Enquanto Primeira-dama, Michelle Obama teve todas as palavras e acções sob escrutínio máximo, de forma a não prejudicar a imagem do marido. Livre destes constrangimentos, o seu livro de memórias mostra uma visão transparente e lúcida sobre as implicações políticas, de raça e de género que correm nas artérias da América actual.
“Becoming” percorre a vida de Michelle desde o modesto bairro no South Side de Chicago onde cresceu, até aos elevados palcos da política mundial. “Cresci com um pai com uma deficiência, numa casa demasiado pequena sem muito dinheiro, num bairro votado ao fracasso, mas também cresci rodeada de amor e música, numa cidade diferente e num país onde a educação nos pode levar longe”, conta. “Não tinha nada, ou tinha tudo. Depende de como quisermos contar a história”.
A vida no centro do furacão da vida política não deixou saudades: ”(…) digo aqui directamente que não tenho intenção de me candidatar à Presidência, jamais. Nunca apreciei política, e a minha experiência nos últimos dez anos pouco mudou isso”. Ainda assim, durante a década em que Barack Obama foi Presidente dos Estados Unidos, Michelle aprendeu bastante sobre ela própria, sobre o seu casamento, e sobre o país sui generis em que vive. Dá conta das muitas vezes em que se sentiu insegura e atacada, alvo fácil das mentiras e indecências várias que a deixaram frequentemente furiosa e magoada.
Há também momentos comoventes nesta biografia, alguns centrados na figura estóica do seu pai, portador de um deficiência degenerativa – Michelle tem o cuidado de separar subtilmente o homem da doença. Revela o seu lado mais digno e humano em alguns pormenores: por exemplo, como adorava o seu carro e cuidava dele meticulosamente, aproveitando qualquer desculpa para o conduzir.
A autora não deixa de fora o seu casamento com Barack, e as diferenças que os separam: ela é uma perfeccionista, com necessidade de planear as coisas ao pormenor; já o marido é descontraído, um optimista nato e um poço de confiança. A vida a dois não foi isenta de dificuldades, e o assunto é abordado sempre com candura e elegância.

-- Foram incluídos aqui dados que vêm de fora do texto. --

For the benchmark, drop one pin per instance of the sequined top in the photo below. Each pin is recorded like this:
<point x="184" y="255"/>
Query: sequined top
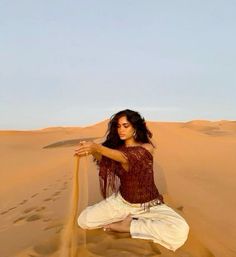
<point x="135" y="185"/>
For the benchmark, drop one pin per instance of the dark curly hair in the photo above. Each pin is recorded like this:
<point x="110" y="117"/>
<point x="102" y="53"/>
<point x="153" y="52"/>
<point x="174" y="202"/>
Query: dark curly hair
<point x="143" y="134"/>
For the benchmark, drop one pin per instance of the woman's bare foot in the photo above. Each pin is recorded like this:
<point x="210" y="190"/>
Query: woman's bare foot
<point x="120" y="226"/>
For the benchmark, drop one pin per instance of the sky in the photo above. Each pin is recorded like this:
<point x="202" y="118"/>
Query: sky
<point x="76" y="63"/>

No seu âmago, “Becoming” é a história de uma rapariga inteligente e talentosa que cresceu rodeada de uma família que a amava, e escalou a pulso a difícil montanha do sucesso profissional, sem esquecer as suas raízes. Do alto do posto de Primeira-dama, usou o poder mediático para dar visibilidade e apoio a diversas causas nobres, navegando nas águas infestadas de tubarões da política americana.
Para a parte final ficou o tubarão-mor Donald Trump, a quem chama “(…) um rufia, um homem que, entre outras coisas, rebaixava as minorias e mostrava desdém por prisioneiros de guerra, que desafiava a dignidade do nosso país praticamente em cada declaração”.
Michelle Obama é hoje a mulher mais admirada da América (uma sondagem recente confirma-o), feita de duas imagens sobrepostas: por um lado, a esposa e mãe-modelo; por outro, a profissional bem-sucedida. Soube transcender o papel acessório do cargo de Primeira-dama, dando-lhe uma densidade singular, e mantendo intacta a sua autenticidade, um bem escasso na política actual.